Aliya

Black Women’s Equal Pay: Aliya Allen

This is a guest post that is part of a series featuring women leaders for Black Women’s Equal Pay Day, which falls on August 7, 2018.

Aliya Allen, Treasurer & Co-Chair, Fundraising Committee, Women of Color for Progress


Its 2018 and I still have friends and family that make comments like “Does it always have to be about race or a women vs. men thing.” As if the system that affects my life on a daily basis is some unnamed, unidentified, illusive thing. In 2018, men of color still say things like “Black women are “agents” of white men.” They resentfully scoff at the record numbers of black women that are collegiate graduates and entrepreneurs, as if that’s proof we’re winning some hypothetical “struggle contest.” It’s so painful to listen to them talk; the same people that laud my personal successes. An individual, by myself not threatening to their masculinity. Our communities expect us to continue to accept the invisibility and its traumatic affects.

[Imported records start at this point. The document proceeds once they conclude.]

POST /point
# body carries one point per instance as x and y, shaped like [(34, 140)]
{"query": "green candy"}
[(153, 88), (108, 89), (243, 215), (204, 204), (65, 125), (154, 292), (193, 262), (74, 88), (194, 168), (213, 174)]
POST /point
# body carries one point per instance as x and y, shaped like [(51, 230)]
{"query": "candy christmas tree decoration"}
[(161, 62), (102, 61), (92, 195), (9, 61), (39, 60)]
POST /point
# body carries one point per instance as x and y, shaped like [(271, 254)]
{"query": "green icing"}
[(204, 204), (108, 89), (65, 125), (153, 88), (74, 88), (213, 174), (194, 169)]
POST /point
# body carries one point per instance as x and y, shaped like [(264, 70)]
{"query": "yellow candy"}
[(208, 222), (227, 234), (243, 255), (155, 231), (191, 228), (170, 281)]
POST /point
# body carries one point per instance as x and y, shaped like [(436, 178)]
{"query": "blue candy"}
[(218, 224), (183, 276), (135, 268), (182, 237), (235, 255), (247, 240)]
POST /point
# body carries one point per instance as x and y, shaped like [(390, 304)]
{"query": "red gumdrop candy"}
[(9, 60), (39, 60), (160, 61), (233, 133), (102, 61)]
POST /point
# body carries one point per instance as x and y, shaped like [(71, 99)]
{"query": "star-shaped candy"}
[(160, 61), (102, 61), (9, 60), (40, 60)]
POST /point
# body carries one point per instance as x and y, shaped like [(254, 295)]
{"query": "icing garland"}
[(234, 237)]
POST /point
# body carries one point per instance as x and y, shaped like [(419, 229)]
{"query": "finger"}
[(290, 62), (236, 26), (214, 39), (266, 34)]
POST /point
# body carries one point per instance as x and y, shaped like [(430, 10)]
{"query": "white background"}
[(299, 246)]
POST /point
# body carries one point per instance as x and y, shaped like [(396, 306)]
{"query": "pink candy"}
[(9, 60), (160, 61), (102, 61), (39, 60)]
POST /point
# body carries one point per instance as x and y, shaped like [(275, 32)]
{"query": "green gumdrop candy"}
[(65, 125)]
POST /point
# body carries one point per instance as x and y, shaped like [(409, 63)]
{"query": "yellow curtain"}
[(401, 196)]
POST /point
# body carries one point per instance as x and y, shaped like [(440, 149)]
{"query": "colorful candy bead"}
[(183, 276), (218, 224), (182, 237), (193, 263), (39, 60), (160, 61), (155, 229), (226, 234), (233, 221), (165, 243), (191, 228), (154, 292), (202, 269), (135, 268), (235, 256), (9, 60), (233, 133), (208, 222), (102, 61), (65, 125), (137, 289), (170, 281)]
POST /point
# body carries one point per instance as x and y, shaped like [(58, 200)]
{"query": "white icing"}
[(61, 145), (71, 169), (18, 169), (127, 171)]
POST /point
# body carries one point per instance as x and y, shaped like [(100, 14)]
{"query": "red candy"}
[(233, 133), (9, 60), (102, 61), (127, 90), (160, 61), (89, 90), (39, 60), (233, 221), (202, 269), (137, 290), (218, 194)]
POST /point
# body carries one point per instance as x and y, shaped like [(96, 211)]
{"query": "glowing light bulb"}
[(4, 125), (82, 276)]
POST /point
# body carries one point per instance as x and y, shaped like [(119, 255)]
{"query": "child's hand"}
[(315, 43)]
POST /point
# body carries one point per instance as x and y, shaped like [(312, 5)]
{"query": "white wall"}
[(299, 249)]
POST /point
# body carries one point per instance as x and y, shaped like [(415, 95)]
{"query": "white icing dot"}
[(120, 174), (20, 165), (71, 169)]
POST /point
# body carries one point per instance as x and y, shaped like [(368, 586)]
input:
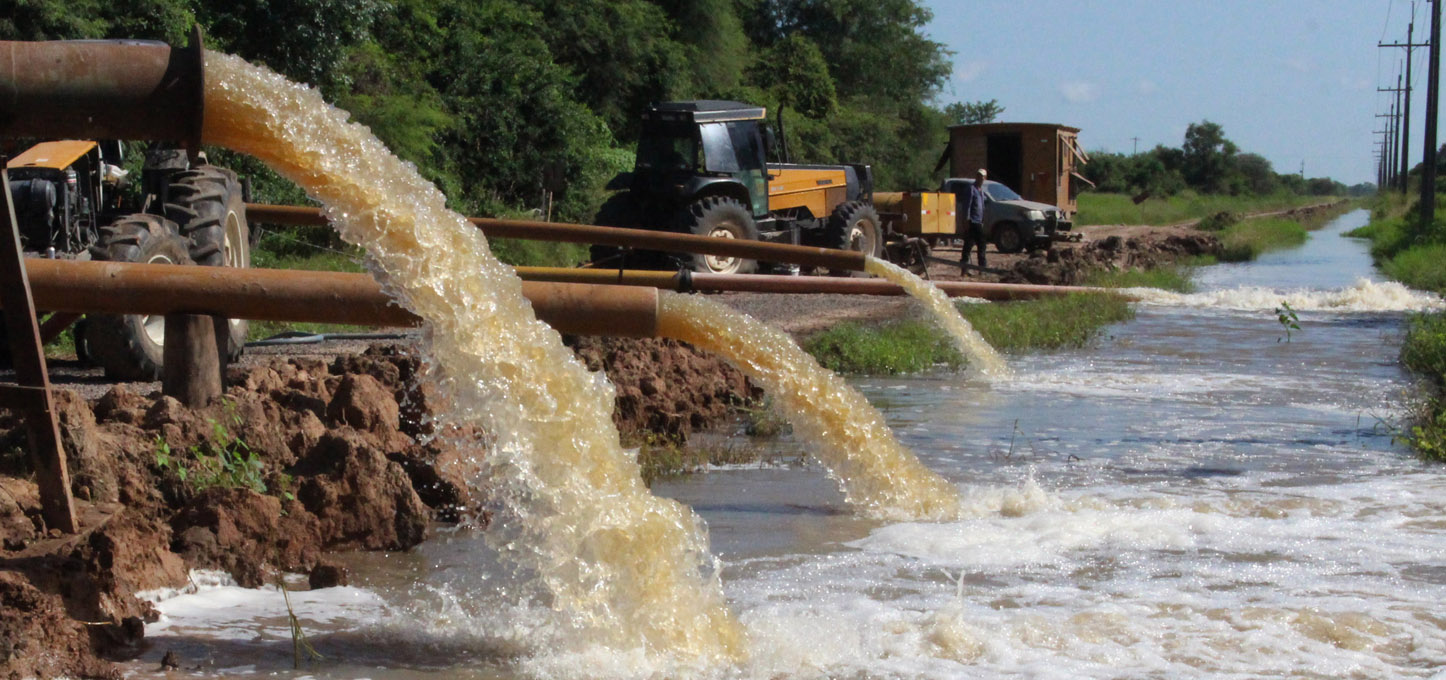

In 2018 black women are still quantified as less human, valued at $.61 on the dollar. These statistics are eerily reminiscent of time that hasn’t seem to have passed, which categorized black people as a third of a human.Equal Pay Day reminds me of our WHY. See we are graduating in record numbers because we do not have the luxury of being under qualified AND over paid. Even with these personal and collective achievements we are still being paid $.38 less than white men and $.21 less than white women. Our resumes are being discarded before they are even read. We have to fight to keep the $.61 on the dollar we are receiving, while combating inaccessible health care and lack of affordable housing. We’re opening our own businesses because the truth is, if we won’t receive equity, we’ll make it.